Trinity Health announced in early 2020 that it would close 74 inpatient psychiatric beds at Providence, ending its child and adolescent psychiatric services and causing a significant reduction in mental health services in the region. Some 200 employees lost their jobs as a result of the closure of those services, which the state had deemed “necessary for preserving access and health status within the Hospital’s service area.”

Then, in February 2021, Providence announced it was selling the hospital to the Devens-based Health Partners New England. That meant that another 151 employees would be laid off and would have to reapply for their jobs, which would no longer be unionized. The Massachusetts Nurses Association, or MNA, represented 40 nurses in the building and Local 2322 of the United Auto Workers, or UAW, represented 60 other staffers.

It was that process that the MNA and others criticized Thursday. The group also questioned whether a for-profit company could cherry-pick patients, potentially leaving out those on Medicaid or Medicare, and how losing union protection would impact workers’ ability to speak up about patient and staff safety.

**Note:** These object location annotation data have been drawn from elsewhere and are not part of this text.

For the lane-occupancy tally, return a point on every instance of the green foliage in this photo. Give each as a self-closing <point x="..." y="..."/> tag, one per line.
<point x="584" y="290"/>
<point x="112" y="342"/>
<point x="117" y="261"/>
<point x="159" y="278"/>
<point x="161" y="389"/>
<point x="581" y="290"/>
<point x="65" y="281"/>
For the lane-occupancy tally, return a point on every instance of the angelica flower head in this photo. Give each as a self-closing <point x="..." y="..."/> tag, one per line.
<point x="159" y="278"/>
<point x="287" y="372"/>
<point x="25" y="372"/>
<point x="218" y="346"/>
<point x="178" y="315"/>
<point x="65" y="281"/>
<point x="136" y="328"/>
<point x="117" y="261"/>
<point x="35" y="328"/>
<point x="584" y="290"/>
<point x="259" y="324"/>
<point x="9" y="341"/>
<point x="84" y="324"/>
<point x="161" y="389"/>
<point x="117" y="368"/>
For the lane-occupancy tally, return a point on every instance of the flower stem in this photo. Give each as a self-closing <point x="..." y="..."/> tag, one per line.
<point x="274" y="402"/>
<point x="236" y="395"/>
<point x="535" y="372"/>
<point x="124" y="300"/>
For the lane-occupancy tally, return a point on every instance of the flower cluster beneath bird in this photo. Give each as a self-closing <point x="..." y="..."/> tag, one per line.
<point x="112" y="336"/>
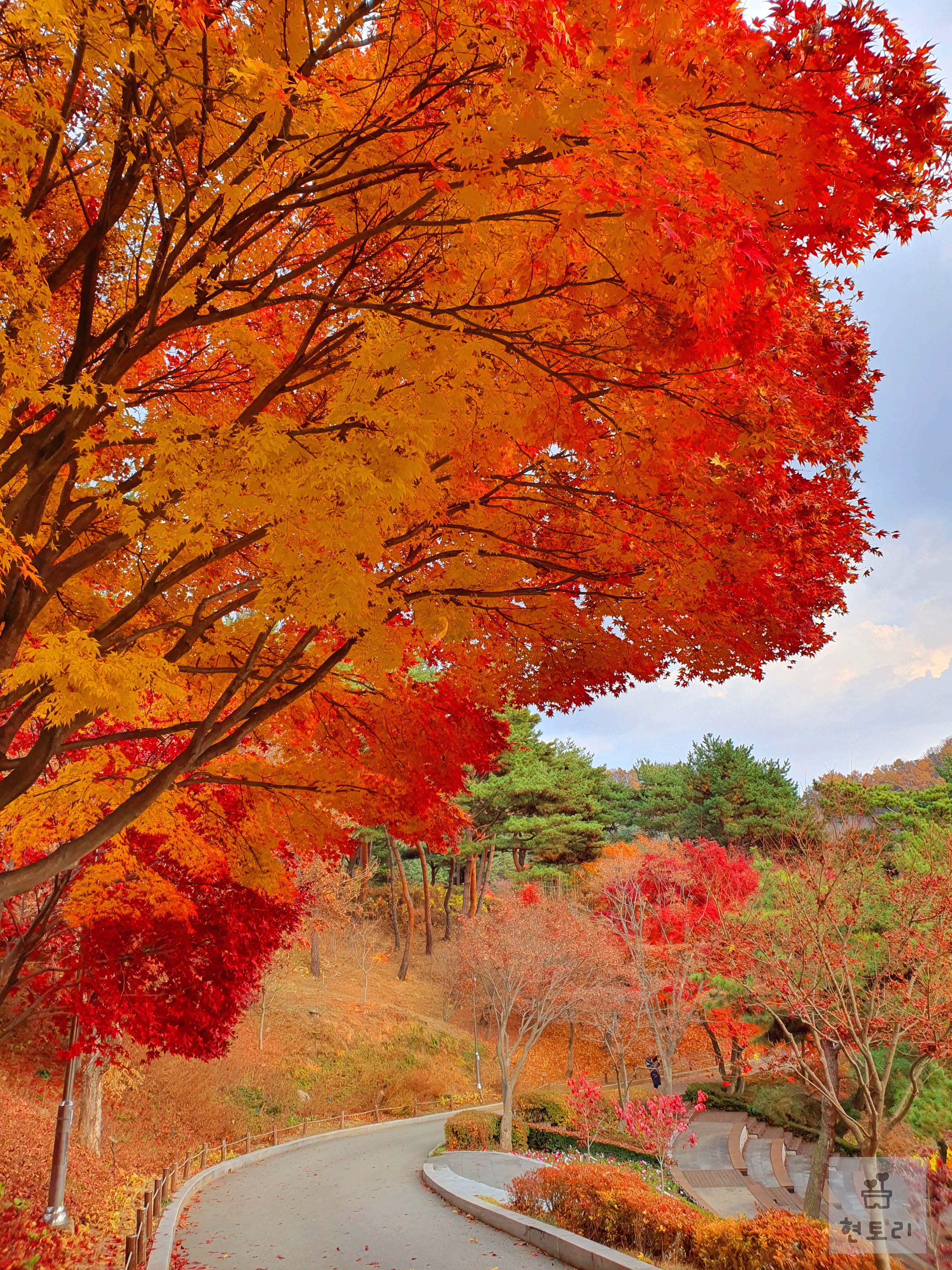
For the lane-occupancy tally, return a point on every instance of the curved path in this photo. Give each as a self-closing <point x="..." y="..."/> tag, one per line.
<point x="352" y="1203"/>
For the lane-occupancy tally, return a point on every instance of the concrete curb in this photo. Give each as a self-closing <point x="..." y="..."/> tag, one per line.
<point x="572" y="1249"/>
<point x="164" y="1241"/>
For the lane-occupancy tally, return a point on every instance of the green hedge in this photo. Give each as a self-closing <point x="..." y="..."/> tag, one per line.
<point x="541" y="1108"/>
<point x="555" y="1140"/>
<point x="479" y="1131"/>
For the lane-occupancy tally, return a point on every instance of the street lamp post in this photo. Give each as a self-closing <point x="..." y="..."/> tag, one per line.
<point x="56" y="1216"/>
<point x="476" y="1041"/>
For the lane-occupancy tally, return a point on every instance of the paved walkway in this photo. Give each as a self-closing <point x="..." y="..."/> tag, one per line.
<point x="352" y="1203"/>
<point x="716" y="1180"/>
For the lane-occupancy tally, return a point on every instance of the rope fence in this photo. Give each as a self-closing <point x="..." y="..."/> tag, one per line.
<point x="164" y="1187"/>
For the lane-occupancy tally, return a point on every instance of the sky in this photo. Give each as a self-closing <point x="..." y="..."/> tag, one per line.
<point x="883" y="689"/>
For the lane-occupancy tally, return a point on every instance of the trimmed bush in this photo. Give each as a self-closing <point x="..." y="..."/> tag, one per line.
<point x="542" y="1108"/>
<point x="479" y="1131"/>
<point x="551" y="1140"/>
<point x="473" y="1131"/>
<point x="611" y="1206"/>
<point x="521" y="1137"/>
<point x="615" y="1207"/>
<point x="775" y="1240"/>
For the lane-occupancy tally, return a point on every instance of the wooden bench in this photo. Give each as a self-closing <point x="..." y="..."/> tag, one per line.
<point x="735" y="1146"/>
<point x="779" y="1165"/>
<point x="680" y="1180"/>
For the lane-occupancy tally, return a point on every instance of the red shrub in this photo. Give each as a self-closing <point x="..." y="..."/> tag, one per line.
<point x="615" y="1207"/>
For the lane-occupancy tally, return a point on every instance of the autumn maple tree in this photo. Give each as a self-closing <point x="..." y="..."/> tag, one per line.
<point x="532" y="961"/>
<point x="857" y="949"/>
<point x="674" y="911"/>
<point x="657" y="1124"/>
<point x="337" y="338"/>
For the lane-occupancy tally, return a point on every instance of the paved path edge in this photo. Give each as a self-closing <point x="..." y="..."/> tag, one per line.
<point x="574" y="1250"/>
<point x="164" y="1241"/>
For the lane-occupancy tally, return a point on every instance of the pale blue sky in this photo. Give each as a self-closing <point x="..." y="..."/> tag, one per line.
<point x="883" y="689"/>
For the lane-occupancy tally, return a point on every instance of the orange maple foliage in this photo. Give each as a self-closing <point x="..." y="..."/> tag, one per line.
<point x="479" y="332"/>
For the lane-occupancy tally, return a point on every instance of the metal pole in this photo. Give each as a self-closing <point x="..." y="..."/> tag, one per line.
<point x="56" y="1216"/>
<point x="476" y="1041"/>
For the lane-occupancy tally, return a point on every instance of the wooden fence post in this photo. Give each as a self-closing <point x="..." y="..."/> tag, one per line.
<point x="140" y="1236"/>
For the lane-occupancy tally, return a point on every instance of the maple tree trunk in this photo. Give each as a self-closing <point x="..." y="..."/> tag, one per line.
<point x="487" y="872"/>
<point x="624" y="1074"/>
<point x="315" y="954"/>
<point x="506" y="1123"/>
<point x="393" y="906"/>
<point x="428" y="915"/>
<point x="820" y="1164"/>
<point x="737" y="1067"/>
<point x="716" y="1048"/>
<point x="89" y="1124"/>
<point x="408" y="901"/>
<point x="365" y="864"/>
<point x="667" y="1072"/>
<point x="471" y="884"/>
<point x="451" y="879"/>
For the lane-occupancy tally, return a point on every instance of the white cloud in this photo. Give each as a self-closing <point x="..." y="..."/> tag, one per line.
<point x="883" y="689"/>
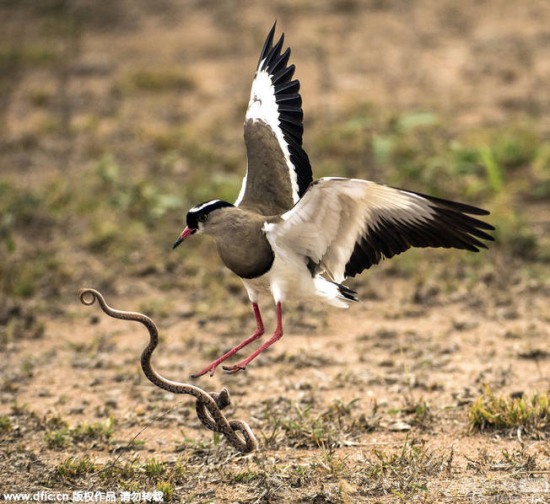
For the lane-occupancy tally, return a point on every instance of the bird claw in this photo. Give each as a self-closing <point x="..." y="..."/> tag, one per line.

“Those who are going to be impacted most are children and families,” said Ivette Hernandez, who worked at Providence for two years before leaving this month. Hernandez added that many were sad and angry at the hospital’s sale. “The workers there are not going to be treated the same.”

In a statement, Health Partners New England said it began providing outpatient addiction services on-site Wednesday and will open 36 psychiatric beds by the end of the month. Health Partners has said it intends to open the 74 beds that were shut last spring and to add 100 additional beds.

“We regret that the Massachusetts Nurses Association is attempting to distract our patients and our new team members given the enormous efforts to bring back these services at such a crucial time,” the statement said.

Trinity Health’s decision to close those inpatient beds — some of which were the only pediatric beds in the region — came after the state’s Department of Public Health deemed the beds essential services.

At a hearing before the DPH a year ago, Mercy Medical Center officials argued that the closure was the result of a general shortage of psychiatrists as well as reimbursement levels not adequate enough to cover the cost of care at the facility.

Those at Thursday’s rally, however, questioned how a for-profit entity can now open those same beds. Some of those speaking at the rally suggested that the new owners might exclude some patients — those whose health insurance has lower reimbursement rates, for example.

“Access is not going to be equal,” said Katie Murphy, the MNA’s president and an intensive-care nurse at Brigham and Women’s Hospital. She also expressed concern that nonunion employees would not feel able to speak up for their patients or themselves. “When the bottom line is more important than patient care, patient care suffers ... Profit has no place in health care.”

In its statement, Health Partners said that delivering patient-centered care “will always be our top priority at MiraVista.”

“We are looking forward to providing the same compassionate, high-quality health-related services in Western Massachusetts that we do at our affiliated facility TaraVista in Devens,” the company said.

Holyoke’s acting Mayor Terrence Murphy also made an appearance on Thursday. He said that when any takeover of a local business happens, he urges the company to hire those who previously worked at the facility. He encouraged Health Partners to engage with the MNA.